Ceremony marks HMCS Haida’s designation as flagship of the RCN
By Navy PA Ottawa
HMCS Haida has been designated flagship of the Royal Canadian Navy (RCN) to honour the courageous spirit of this legendary destroyer and all those who proudly served in her.
Haida is the last remaining Second World War Tribal-class destroyer in the world. Moored in Hamilton, Ont., it is now a National Historic Site managed by Parks Canada, welcoming visitors to learn about Canada’s remarkable naval history.
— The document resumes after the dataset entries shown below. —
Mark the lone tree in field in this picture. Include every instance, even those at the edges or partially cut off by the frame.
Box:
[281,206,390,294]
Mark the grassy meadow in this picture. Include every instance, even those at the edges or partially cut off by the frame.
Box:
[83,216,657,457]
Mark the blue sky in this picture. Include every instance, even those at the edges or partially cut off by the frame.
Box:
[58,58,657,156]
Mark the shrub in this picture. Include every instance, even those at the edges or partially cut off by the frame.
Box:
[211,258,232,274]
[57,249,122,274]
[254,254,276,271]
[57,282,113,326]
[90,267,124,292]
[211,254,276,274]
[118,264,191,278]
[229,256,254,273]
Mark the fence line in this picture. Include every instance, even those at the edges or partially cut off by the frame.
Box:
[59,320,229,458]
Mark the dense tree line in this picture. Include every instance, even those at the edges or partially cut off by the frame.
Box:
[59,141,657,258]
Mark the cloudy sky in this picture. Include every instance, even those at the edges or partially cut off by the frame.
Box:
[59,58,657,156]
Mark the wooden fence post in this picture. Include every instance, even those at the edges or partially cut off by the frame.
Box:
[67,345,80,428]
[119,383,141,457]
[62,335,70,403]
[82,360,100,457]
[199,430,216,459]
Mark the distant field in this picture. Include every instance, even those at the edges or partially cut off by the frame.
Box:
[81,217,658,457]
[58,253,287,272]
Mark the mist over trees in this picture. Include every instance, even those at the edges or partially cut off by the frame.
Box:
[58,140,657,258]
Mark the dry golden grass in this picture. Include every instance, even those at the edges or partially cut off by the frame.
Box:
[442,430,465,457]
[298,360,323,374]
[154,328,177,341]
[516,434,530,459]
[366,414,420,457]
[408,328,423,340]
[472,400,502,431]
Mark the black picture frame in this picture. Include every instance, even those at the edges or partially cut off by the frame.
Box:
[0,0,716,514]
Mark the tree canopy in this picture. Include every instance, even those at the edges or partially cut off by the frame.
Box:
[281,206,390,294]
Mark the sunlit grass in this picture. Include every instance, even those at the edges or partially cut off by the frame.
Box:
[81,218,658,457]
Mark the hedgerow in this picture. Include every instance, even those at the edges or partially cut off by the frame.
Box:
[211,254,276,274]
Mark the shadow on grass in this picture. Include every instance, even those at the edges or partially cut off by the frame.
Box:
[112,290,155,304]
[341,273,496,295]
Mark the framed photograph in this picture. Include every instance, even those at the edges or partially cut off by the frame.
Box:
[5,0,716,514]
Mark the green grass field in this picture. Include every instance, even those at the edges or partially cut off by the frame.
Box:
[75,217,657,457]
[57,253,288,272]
A special ceremony, co-hosted by the RCN and Parks Canada on May 26, 2018, saw Haida commissioned as flagship of the RCN, 75 years after it was initially commissioned into service for Canada.
The ceremony was part of a two-day community event during which Parks Canada launched its new Home Port Heroes program to ensure Canada’s Second World War naval heritage is remembered in communities across the country.
The ceremony included warm greetings by Chief Ava Hill from the Six Nations of the Grand River, who highlighted the contributions of her people to the cause of freedom as evidenced by the numerous Indigenous veterans present. After his welcome to the First Nation Treaty lands, Chief R. Stacey Laforme from the Mississaugas of the New Credit recited two poignant poems, one about Mother Earth and another touching upon sacrifice and remembrance.
Adding to the historic significance of the occasion was the participation of two Haida Nation Hereditary Chiefs, Lonnie Young and Frank Collison, from the west coast of British Columbia. This was the first direct contact between the Haida Nation and their fabled namesake ship. To solidify this bond, Chief Young presented VAdm Ron Lloyd, Commander of the RCN, with the Haida Nation Flag, which was then hoisted over the ship.
Other highlights included a parade, naval band, firing of Haida’s guns, and a winged salute from a vintage aircraft of the nearby Canadian Warplane Heritage Museum. Additionally, the fabled warship’s pre-1965 White Ensign was hauled down and replaced by the current Jack and Canadian Naval Ensign, which are flown by all RCN commissioned ships.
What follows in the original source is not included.